Guitars from PRS' SE range are some of the very finest under a grand. Although 'SE' stands for 'Student Edition', there's nothing beginner-feeling about these guitars. They're capable of keeping up with absolutely anything sub $1,500, and even offer pair competition to more expensive US-made PRS guitars. Fender also offers some of the best guitars for less than four digits. You've got the Player, Player Plus and Vintera series' all vying for your attention – and even perhaps a Japanese-made model here and there too. It's no secret that we adore Fender guitars here – but who can blame us when they're really this good?
Fender also owns Charvel – another brand who is churning out killer guitar after killer guitar. Charvel's models are slightly more metal-facing and offer loads of cool modern shred-friendly features for those who'll be using their overdrive channel more than anything else. They will do clean tones too, however – and they sound pretty damn good too.
Yamaha, Ibanez and ESP's LTD brand are all strong choices too, and while some guitars are more versatile than others, we can almost guarantee you'll find something right for you for under $1,000.
You can trust Guitar World Our expert reviewers spend hours testing and comparing guitar products so you can choose the best for you. Find out more about how we test.
Which areas are the most important on a guitar?
Nine times out of ten, it comes down to the included hardware. Bridges, pickups, locking nuts and electronics are usually the key variables, as you can bank on a thousand dollars getting you a decent piece of wood as a base.
A guitar maker may try and make an axe which feels silky smooth to the touch, perhaps by opting for a particular finishing method. Alternatively, it may be that your brand of choice goes heavy on parts that elevate the sound to fit in with a particular genre – for example, metal guitars which opt for active pickups or locking trems.

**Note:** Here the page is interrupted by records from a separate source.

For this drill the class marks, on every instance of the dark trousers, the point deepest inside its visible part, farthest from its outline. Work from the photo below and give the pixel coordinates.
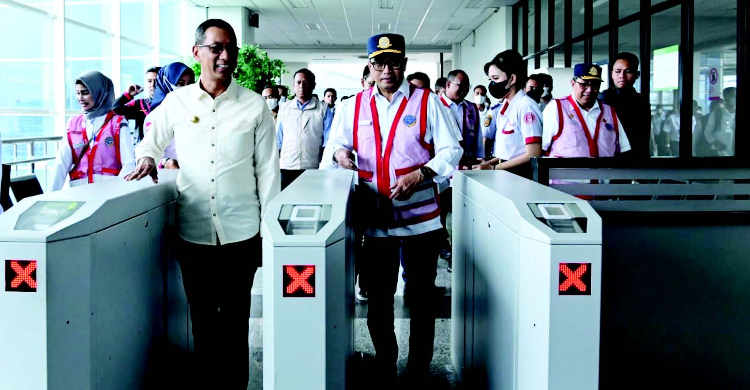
(217, 281)
(381, 265)
(289, 175)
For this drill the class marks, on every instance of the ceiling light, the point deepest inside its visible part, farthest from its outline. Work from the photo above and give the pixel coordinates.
(385, 4)
(475, 4)
(297, 3)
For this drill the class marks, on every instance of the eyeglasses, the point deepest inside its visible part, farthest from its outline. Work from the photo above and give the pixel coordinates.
(594, 86)
(393, 64)
(218, 48)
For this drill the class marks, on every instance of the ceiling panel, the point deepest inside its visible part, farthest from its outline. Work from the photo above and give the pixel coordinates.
(338, 24)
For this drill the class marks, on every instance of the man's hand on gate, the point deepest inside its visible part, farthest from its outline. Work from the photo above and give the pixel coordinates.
(146, 167)
(345, 159)
(405, 185)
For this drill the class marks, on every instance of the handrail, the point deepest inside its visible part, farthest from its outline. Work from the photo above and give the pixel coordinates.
(22, 140)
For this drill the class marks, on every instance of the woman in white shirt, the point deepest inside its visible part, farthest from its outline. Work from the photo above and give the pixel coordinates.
(93, 149)
(171, 77)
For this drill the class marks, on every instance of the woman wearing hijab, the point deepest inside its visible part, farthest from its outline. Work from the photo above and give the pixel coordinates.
(171, 77)
(94, 151)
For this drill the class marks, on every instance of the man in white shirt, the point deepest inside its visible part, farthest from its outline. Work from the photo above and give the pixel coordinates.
(406, 130)
(580, 125)
(301, 129)
(229, 172)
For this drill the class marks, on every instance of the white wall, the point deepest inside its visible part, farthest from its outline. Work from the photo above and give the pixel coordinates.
(239, 18)
(492, 37)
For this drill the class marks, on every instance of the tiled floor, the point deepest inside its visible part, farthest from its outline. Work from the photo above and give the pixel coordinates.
(442, 369)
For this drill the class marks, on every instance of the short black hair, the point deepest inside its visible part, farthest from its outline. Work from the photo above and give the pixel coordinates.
(419, 76)
(631, 58)
(510, 62)
(200, 32)
(455, 72)
(308, 75)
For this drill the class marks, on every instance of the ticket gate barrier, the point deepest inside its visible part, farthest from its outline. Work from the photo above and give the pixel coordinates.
(526, 285)
(674, 284)
(87, 284)
(308, 283)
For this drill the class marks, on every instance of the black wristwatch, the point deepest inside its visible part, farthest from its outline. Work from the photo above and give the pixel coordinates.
(427, 172)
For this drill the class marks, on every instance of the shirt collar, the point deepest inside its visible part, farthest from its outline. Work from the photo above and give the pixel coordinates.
(403, 88)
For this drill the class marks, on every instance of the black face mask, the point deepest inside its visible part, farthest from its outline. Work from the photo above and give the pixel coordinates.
(498, 90)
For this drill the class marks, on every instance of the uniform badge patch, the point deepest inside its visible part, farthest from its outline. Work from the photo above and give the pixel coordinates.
(410, 120)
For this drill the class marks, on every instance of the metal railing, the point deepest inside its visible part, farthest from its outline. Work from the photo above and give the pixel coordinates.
(32, 158)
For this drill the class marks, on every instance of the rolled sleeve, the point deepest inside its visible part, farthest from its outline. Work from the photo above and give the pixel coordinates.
(442, 130)
(159, 136)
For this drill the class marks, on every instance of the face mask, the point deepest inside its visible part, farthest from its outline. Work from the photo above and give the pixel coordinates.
(498, 90)
(546, 92)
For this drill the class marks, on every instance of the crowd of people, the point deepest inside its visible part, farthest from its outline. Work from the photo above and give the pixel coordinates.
(236, 149)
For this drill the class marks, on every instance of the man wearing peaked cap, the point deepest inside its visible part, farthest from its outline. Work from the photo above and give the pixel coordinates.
(580, 125)
(406, 143)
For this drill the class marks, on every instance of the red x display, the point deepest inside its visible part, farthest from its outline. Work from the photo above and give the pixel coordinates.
(20, 275)
(575, 279)
(299, 281)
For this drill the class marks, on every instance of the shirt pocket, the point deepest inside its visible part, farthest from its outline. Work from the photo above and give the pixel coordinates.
(236, 142)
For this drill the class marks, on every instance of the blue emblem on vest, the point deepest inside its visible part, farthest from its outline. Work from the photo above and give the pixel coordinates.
(410, 120)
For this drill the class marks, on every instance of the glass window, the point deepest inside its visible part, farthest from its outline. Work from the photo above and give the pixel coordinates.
(559, 20)
(135, 59)
(532, 20)
(665, 80)
(578, 19)
(135, 19)
(714, 90)
(26, 74)
(627, 8)
(544, 25)
(601, 13)
(577, 53)
(170, 27)
(93, 13)
(600, 56)
(520, 16)
(85, 49)
(628, 39)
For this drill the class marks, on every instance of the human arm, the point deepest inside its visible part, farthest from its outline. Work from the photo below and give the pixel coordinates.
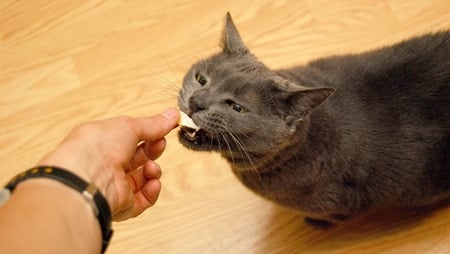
(44, 215)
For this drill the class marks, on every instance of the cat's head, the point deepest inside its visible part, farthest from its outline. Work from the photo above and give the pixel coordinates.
(245, 111)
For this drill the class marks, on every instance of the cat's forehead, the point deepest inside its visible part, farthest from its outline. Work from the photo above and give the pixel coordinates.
(231, 67)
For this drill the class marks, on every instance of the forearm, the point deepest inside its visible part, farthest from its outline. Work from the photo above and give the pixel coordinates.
(45, 216)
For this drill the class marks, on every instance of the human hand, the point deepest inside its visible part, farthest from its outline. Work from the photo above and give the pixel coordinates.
(117, 155)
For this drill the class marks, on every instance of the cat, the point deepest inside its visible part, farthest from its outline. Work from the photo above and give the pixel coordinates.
(335, 137)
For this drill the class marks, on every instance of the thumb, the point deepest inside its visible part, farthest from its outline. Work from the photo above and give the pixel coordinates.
(157, 126)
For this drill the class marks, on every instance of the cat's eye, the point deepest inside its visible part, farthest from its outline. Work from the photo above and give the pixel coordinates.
(200, 79)
(236, 107)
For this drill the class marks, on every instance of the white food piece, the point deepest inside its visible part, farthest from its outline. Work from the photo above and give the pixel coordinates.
(185, 120)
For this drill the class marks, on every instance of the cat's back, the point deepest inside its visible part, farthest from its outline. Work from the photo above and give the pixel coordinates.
(391, 113)
(410, 79)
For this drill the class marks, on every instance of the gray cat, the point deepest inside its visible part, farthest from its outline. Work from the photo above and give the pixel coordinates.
(336, 137)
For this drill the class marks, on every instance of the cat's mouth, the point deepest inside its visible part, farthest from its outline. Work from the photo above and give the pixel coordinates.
(197, 139)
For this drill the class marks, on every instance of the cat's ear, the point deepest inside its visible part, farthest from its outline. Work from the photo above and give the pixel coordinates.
(300, 103)
(231, 40)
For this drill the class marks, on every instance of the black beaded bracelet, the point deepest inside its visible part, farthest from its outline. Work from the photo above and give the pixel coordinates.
(98, 202)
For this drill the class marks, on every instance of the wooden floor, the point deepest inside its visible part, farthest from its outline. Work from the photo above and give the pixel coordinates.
(66, 62)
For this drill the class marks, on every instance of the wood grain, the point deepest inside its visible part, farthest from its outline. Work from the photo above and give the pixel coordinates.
(66, 62)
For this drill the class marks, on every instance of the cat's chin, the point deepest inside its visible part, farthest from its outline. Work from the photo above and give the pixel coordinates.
(199, 141)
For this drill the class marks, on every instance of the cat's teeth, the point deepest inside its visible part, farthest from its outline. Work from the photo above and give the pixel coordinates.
(185, 120)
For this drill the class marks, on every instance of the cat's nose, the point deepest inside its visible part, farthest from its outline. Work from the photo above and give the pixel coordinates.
(197, 103)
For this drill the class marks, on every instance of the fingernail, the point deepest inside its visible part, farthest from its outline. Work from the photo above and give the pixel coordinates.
(170, 113)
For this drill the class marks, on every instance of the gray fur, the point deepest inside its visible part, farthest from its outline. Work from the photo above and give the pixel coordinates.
(336, 137)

For our money, one of the biggest treats comes from playing a guitar that's the same as what you know, only better. If, for example, you've cut your teeth on an Epiphone Les Paul, owning a full-fat Gibson is a pretty special experience. Likewise moving from even one of the best Squier guitars to a Fender. There's a lot to be said for working your way up the ladder in this respect.
How we choose products
At Guitar World, our team of experts has extensive experience playing and testing various guitar products, including a wide range of electric guitars that can be purchased for under $1,000. As passionate guitar enthusiasts, we understand the importance of achieving the right sound and tone, and we leverage our expertise gained from using these products in live performances, recording sessions, and rehearsals to identify the best products for our guides.
To compile this list of electric guitars, we use a combination of practical experience, user feedback, and in-depth discussions with our editorial team to reach a consensus. We take into account factors such as pricing, playability, sound quality, versatility, and build quality to ensure that we showcase the very best guitars available on the market for under $1,000.
As guitar players ourselves, we appreciate the value of having the right equipment to create the perfect sound. Therefore, we are committed to providing reliable and knowledgeable recommendations to help guitar players find the ideal electric guitar to suit their specific needs and preferences. Our ultimate aim is to assist guitar players in unlocking their full potential by elevating their sound with the best guitar gear out there.